Neglect of the last estate's owner A. Molostov -- the husband of Suvorov's great-grand-daughter -- led to the almost complete dilapidation of the house. Only due to the fact that the centenary of the generalissimo's death was marked in 1900, the local authorities and the Novgorod gentry decided to preserve the little summer house (Svetelka) on Dubikha Hill and to erect a stone church in the place of the original one (1786-1789) which had been transferred to St. Petersburg. After the revolution quite a number of original objects were stolen and the constructions fell into decay.

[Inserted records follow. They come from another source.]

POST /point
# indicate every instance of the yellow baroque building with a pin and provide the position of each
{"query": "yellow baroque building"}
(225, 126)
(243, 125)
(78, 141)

In October 25, 1942, the estate was turned into a museum, which started a new chapter in its history. The exhibits were collected in local villages, brought from Leningrad (many were contributed by the Leningrad Artillery Museum) and from Borovichi museums. Nowadays the rooms of the memorial house accommodate a large number of original objects from the estate, military uniforms of those days, arms, paintings, engravings, furniture and books.
In 1975 a diorama dedicated to the heroic events of the Swiss campaign was opened to the public in the building of the newly restored Alexander Nevsky Church. The park around the museum as well as the old Svetelka and the surrounding territories are being carefully cleaned and restored.